The voices of Tax Policy Center's researchers and staff
By including in the American Rescue Plan (ARP) a provision to exempt up to $10,200 of last year’s unemployment benefits from federal income tax, Congress left the IRS with a very difficult task. Changing the tax code retroactively is rarely a good idea. And doing it in the middle of tax season just adds to the challenges of both the Internal Revenue Service and taxpayers.
My initial response? What an administrative nightmare! Now that the IRS has developed a solution, I give the agency a solid grade for overall implementation. But it could be more transparent about what it is doing.
A for Adaptability
When the ARP provision was first announced, I thought the IRS would have to come up with a new 1040 tax form and change its computer programming.
But neither step was necessary—at least for people who hadn’t filed their tax returns before President Biden signed the ARP on March 11. Taxpayers are instructed to report total UI benefits on Schedule 1, as they did before the law changed, and report the excluded amount on an existing line for other types of income (with a notation in the margin) on the same form. The difference between the two amounts is taxable. Surprisingly simple.
B for Limiting Burden
What about the millions of UI recipients who already filed their tax return before March 11? I first thought they would have the aggravation of filing an amended tax return. But the IRS quickly reassured them that they will receive refunds without doing anything.
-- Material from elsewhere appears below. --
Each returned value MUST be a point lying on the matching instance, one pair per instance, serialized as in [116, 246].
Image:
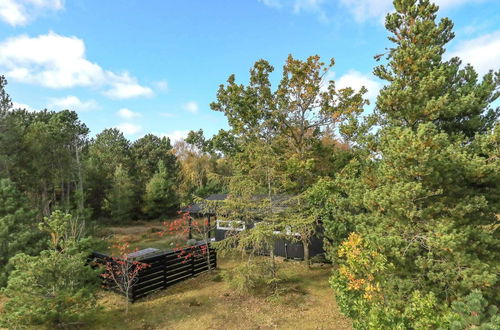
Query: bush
[53, 288]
The IRS, though, has not yet explained how it will pay those automatic refunds. It’s entirely feasible to do so, but the method will affect the timing of payments and the risk of errors.
The quickest way: The IRS could compute the excluded amount based only on the information on a federal income tax return. But doing so would be error prone. For example, the $10,200 cap applies to each spouse’s benefits. Thus, for a couple, up to $20,440 of 2020 UI benefits could be tax-free. But the IRS can’t determine the amount each spouse received based solely on the information on their joint tax return.
Alternatively, the IRS could wait until later in the year when it routinely checks and matches tax returns to W-2s and other information reports, including 1099-G’s sent by the state UI office to each beneficiary. That’s less risky and—because the infrastructure already exists—less costly than other options. But it would delay refunds for months.
The middle-ground: IRS could accelerate its matching of the 1099-Gs with 1040s and skip the error check. That would get refunds out faster, but it’s costlier and risker to implement than the annual matching procedures. It may be especially problematic in a year when many people received 1099-Gs for UI benefits they never collected because criminals stole their personal information and fraudulently got benefits.
C for Clarity
The IRS acted quickly to minimize its administrative costs and taxpayer burdens. But it has been slow to explain the process to taxpayers. Last week, the instructions were moved to a much more visible location on the IRS’s website, but the agency still has not fully updated all the related pages.
And an evolving interpretation of the law is another source of confusion and frustration. The exclusion is available only to those with adjusted gross income of $150,000 or less. But do jobless benefits count towards that cap? They did prior to March 23rd, but they don’t anymore.
Was the retroactive change in law worth the administrative struggle?
Unemployment insurance is a wage-replacement program, chiefly financed by payroll taxes on employers. Either all the benefits should be taxed, as they have been since 1987, or the payroll taxes should be recognized as compensation and included in workers’ taxable income.
Still, Georgetown University law professor Brian Galle has made a compelling case that the federally-funded expansions of UI benefits in 2020 were a response to a qualifying disaster and thus even under pre-ARP law should be exempt from taxes.
The challenge this year was widespread sticker shock. State agencies are supposed to alert beneficiaries that benefits are taxable and give them the opportunity to request that those taxes are withheld. But that message likely got lost in the chaos of 2020 when millions were laid-off from jobs for the first time in their lives and state agencies were overwhelmed.
Thus, many of those who were jobless last year didn’t realize they owed tax on unemployment benefits until they filed their 2020 Form 1040s over the past couple of months. And they may not have the money to pay the tax.
This mess can be avoided next time. Taxes could be automatically withheld from future benefits unless recipients opt out. Or, even better, Congress does not change the prior year’s tax law in the middle of filing season.
Posts and comments are solely the opinion of the author and not that of the Tax Policy Center, Urban Institute, or Brookings Institution.